Kinder und Jugendliche hängen zu viel am Computer. Das zeigten verschiedene Umfragen in den vergangenen Jahren. Einer neuen Studie zufolge sind viele von ihnen sogar regelrecht süchtig: Eine halbe Stunde ohne Handy ist für einen Großteil der Kleinen bereits eine Herausforderung.
Viele Kinder halten es nur eine halbe Stunde ohne Smartphone aus
Ein schnelles Mittagessen ist gerade noch drin: Rund eine halbe Stunde halten es die meisten Kinder aus, ohne auf ihr Smartphone oder den Rechner zu schauen. Doch dann ist Schluss. Nach etwa 30 Minuten zieht es 60 Prozent der Neun- bis Zehnjährigen wieder an eines der digitalen Medien. Dies hat eine Studie des Projekts „Blikk-Medien“ (Bewältigung-Lernverhalten-Intelligenz-Krankheiten-Kinder) ergeben, wie „welt.de“ berichtet. Entwickelt wurde das Projekt vom Institut für Medizinökonomie und Medizinische Versorgungsforschung der RFH Köln (iMöV) und dem Berufsverband der Kinder- und Jugendärzte (BVKJ). Bislang sind die Folgen des exzessiven Medienkonsums wissenschaftlich nicht erforscht, beklagen die Kinderärzte.
Gesundheitliche Auswirkungen exzessiven Medienkonsums
Die Drogenbeauftragte der Bundesregierung, Marlene Mortler (CSU) erläuterte: „Viele Jugendliche zeigen bereits heute Anzeichen einer Medienabhängigkeit.“ Sie sagte weiter: „Es ist daher richtig, bereits frühzeitig Kinder und ihre Eltern an einen verantwortungsbewussten Mediengebrauch heranzuführen.“ Möglicherweise könnten so spätere Abhängigkeiten verhindert werden. Die Frage nach den gesundheitlichen Auswirkungen übermäßiger Mediennutzung ist für die Kinderärzte „eine der wichtigsten überhaupt“. Frühere Untersuchungen zeigten, dass viele Kinder und Jugendliche zum Beispiel unter Kopfschmerzen oder Rückenschmerzen leiden, die durch lange Verweildauer am Bildschirm verursacht werden. Außerdem droht soziale Vereinsamung. So hat eine Studie der Klinik für Psychosomatische Medizin an der Universitätsmedizin Mainz ergeben, dass Jugendliche durchs Internet vereinsamen, wenn sie zu viel Zeit im Internet, etwa mit sozialen Netzwerken oder Onlinespielen verbringen.

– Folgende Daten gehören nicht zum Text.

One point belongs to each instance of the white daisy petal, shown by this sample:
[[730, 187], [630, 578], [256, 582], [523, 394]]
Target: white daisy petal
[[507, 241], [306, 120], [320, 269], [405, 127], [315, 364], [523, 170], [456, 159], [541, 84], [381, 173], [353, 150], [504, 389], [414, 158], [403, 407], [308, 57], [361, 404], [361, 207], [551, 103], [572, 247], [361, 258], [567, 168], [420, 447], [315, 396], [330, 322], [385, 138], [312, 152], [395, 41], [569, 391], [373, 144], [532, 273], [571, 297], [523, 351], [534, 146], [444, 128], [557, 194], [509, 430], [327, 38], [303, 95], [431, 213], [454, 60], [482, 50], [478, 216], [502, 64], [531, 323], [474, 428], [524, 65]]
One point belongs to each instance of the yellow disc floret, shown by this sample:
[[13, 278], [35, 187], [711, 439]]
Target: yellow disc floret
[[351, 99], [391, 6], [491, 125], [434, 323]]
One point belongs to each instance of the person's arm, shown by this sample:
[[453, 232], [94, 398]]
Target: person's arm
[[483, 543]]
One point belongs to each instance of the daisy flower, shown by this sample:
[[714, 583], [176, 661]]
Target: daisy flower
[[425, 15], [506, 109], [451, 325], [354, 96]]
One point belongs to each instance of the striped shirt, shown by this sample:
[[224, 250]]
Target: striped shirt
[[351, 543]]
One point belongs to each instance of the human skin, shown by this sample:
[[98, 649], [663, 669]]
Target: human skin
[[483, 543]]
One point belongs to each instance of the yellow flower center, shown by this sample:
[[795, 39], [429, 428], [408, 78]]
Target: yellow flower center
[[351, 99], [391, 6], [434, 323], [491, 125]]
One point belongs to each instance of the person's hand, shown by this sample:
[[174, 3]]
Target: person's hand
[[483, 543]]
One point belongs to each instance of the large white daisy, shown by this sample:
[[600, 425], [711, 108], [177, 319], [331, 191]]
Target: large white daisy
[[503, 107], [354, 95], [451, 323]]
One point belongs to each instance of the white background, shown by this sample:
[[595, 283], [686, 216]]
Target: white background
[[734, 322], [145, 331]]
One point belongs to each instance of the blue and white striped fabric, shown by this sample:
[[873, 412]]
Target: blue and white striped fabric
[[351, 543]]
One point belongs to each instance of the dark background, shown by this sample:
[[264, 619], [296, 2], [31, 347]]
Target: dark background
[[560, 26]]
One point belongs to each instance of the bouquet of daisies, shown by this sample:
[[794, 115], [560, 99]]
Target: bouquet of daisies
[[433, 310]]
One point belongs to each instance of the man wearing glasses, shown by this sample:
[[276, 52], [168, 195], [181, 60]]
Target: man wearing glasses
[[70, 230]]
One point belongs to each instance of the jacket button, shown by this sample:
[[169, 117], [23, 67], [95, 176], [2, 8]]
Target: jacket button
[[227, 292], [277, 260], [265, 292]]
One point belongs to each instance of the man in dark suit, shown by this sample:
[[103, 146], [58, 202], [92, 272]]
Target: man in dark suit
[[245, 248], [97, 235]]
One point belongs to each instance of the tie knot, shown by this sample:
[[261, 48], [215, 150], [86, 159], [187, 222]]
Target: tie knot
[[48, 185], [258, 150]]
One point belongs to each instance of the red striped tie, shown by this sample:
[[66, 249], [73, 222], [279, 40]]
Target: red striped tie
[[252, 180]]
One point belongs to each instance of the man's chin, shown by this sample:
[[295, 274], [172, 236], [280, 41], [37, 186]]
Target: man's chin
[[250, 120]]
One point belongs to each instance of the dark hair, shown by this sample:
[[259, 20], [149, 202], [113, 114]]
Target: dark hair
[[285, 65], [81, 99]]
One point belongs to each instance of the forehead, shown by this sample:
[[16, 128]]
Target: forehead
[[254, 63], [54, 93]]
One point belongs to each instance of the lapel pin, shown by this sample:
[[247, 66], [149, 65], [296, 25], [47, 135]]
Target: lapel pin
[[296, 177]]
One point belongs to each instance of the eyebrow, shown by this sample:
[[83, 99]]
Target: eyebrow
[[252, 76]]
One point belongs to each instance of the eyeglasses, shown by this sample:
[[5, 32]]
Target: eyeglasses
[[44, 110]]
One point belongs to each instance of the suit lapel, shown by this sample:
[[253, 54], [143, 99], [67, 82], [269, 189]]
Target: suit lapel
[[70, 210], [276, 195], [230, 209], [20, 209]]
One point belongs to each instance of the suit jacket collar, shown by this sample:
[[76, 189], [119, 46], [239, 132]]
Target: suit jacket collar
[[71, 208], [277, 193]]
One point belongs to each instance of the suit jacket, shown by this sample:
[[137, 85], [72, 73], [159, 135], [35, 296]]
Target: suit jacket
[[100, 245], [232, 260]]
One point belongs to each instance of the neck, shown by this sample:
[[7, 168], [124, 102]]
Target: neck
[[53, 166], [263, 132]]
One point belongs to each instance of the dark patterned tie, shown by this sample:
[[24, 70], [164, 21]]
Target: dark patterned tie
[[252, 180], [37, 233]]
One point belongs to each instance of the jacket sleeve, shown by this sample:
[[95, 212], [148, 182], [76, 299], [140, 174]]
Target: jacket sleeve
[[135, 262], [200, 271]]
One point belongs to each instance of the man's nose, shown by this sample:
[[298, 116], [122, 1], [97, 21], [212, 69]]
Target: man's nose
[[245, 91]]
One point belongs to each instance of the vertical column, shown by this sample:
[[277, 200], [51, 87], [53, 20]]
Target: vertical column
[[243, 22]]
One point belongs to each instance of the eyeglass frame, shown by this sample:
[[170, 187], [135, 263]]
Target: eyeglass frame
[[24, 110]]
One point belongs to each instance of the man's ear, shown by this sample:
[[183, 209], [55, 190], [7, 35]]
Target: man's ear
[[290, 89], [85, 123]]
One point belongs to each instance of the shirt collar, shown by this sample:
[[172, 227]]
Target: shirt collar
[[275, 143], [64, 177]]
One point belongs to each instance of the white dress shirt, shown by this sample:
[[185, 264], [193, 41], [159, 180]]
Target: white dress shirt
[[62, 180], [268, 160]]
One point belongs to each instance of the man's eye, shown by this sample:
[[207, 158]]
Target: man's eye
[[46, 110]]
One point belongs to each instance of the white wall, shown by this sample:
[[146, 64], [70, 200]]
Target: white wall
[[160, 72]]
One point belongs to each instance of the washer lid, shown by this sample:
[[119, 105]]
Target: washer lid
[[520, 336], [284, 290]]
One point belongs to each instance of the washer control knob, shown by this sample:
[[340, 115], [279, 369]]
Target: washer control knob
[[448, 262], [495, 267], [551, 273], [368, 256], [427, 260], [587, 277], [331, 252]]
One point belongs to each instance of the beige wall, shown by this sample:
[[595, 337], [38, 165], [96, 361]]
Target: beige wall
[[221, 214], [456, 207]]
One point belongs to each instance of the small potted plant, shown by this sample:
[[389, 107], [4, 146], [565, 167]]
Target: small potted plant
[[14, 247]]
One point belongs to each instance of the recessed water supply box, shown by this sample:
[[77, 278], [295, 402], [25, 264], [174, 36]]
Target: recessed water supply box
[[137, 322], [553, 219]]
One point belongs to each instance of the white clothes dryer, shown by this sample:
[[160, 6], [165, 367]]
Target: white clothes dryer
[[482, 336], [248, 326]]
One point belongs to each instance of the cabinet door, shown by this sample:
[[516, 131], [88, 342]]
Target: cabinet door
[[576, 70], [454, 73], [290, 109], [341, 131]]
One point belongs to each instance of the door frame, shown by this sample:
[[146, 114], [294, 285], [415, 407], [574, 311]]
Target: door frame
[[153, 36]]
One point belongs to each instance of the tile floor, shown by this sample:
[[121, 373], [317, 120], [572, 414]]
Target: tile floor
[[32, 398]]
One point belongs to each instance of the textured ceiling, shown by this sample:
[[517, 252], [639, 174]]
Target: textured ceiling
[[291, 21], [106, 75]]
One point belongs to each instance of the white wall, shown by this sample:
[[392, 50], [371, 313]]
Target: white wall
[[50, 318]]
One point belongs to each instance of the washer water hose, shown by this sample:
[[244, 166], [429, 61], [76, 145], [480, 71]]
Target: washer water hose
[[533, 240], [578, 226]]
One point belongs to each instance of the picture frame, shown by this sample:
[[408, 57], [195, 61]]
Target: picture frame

Eine halbe Million Bürger gelten als internetabhängig
Bereits im Vorschulalter hätten manche Mädchen und Jungen Zugang zu Smartphones und seien im Internet unterwegs, heißt es in der aktuellen Studie. Viele der über Zwölfjährigen seien demnach fast pausenlos mit Handys und Laptops beschäftigt. Laut dem Drogen- und Suchtbericht der Bundesregierung gelten über eine halbe Million der 14- bis 64-Jährigen als internetabhängig. Bisher werde kaum untersucht, welche Folgen dies langfristig habe. Eine Internetabhängigkeit ist bislang als Verhaltenssucht nicht von der Weltgesundheitsorganisation (WHO) als eigenständiges Krankheitsbild anerkannt. Seit Jahren drängen Mediziner und Therapeuten auf eine entsprechende Anerkennung.
Flächendeckende Fragebogenaktion geplant
Vom Verband der Kinder- und Jugendärzte ist nun eine flächendeckende Fragebogenaktion in Kinderarztpraxen geplant. Der Verbandspräsident Wolfram Hartmann beklagte im Berliner „Tagesspiegel“, dass man dafür keine Unterstützung bekomme. Weder vom Gesundheits- noch vom Familienministerium. Den Angaben zufolge zeigt die aktuelle Blikk-Studie auch, dass sich Eltern etwa bei der Ernährung als Vorbilder sehen, aber nur bedingt im Umgang mit digitalen Medien. Darüber hinaus meinen viele Mütter und Väter, dass Neun- bis Zehnjährige Aktivitäten wie Lesen vernachlässigen würden. (ad)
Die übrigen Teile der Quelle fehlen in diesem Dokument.